Amazon, which has been closing, canceling or delaying the opening of its logistics amenities since April 2022—when it admitted {that a} voracious enlargement in 2021, topping out at greater than 400M SF, had grossly overestimated the speed of e-commerce progress—will proceed to cut branches off its logistics community in 2023.
A brand new survey by MWPVL Worldwide, a logistics advisor that tracks Amazon’s community, says the tally of shuttered or canceled parts of Amazon’s mammoth industrial footprint has now grown to 99 amenities encompassing greater than 32M SF in 30 states.
This whole grew by practically 25% within the fourth quarter, up from MWPVL’s rely on the finish of September of 66 amenities masking practically 25M. MWPVL, which issued an in depth map specifying the place every of the canceled, closed or delayed amenities are situated, stated the closures are ongoing.
The lion’s share of the closed amenities is situated alongside the Boston—Washington DC hall and in California, Florida and the Chicago metro. Success facilities and last-mile supply stations are the power sorts most impacted by the closures, based on MWPVL.
Amazon disputed the brand new whole in an announcement this week which accused MWPVL of “[saying] we’re promoting or abandoning land or buildings that we’re retaining, or buildings that we by no means had in our possession to start with”—with out specifying which of the amenities on the advisor’s map are incorrect.

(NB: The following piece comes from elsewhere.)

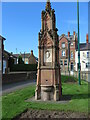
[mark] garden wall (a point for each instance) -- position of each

In line with MWPVL information, regardless of its across-the-board effort to trim warehouse area, Amazon nonetheless has an estimated 231 amenities encompassing 82M SF within the planning phases, most of which had been earmarked for an enlargement of its last-mile supply attain that was deliberate earlier than the cost-cutting started in Q2 2022.
Whereas delaying the opening success facilities, together with newly constructed multi-story mega-warehouses—which is able to stand empty for as much as two years—Amazon has but to determine a method for final-mile supply stations which are nearing completion, MWPVL stated. In line with the report, the corporate is alternating between opening supply stations in new markets or instantly itemizing new supply amenities for sublease in established markets.
Concerning land—Amazon acquired greater than 4,100 acres of it through the pandemic—the corporate initially stated final 12 months it wasn’t giving up on any of the areas the place it was shutting down growth within the close to time period.
Nevertheless, in H2 2022, Amazon executed a strategic shift of capital expenditure sources from its e-retail community to an enlargement of data-processing infrastructure for its top-priority progress sector—Amazon Net Providers, the worldwide cloud computing chief.
In January, Amazon started promoting off a few of the land and property it acquired for brand new warehouse growth throughout its continuous acquisitions binge in 2021.
Dermody Properties bought a four-building workplace campus in Milpitas from Amazon—and can convert the 29-acre Bay Space web site into one thing that when was a part of Amazon’s authentic plans for the property: a 490K SF warehouse.
The e-commerce big purchased the vacant 395K SF Metro Company Heart for $123M in October 2021 after the land was entitled by Milpitas for industrial use, based on a report within the San Francisco Enterprise Instances. On the time, Amazon was nonetheless scooping up actual property close to massive cities that may very well be used for brand new warehouses.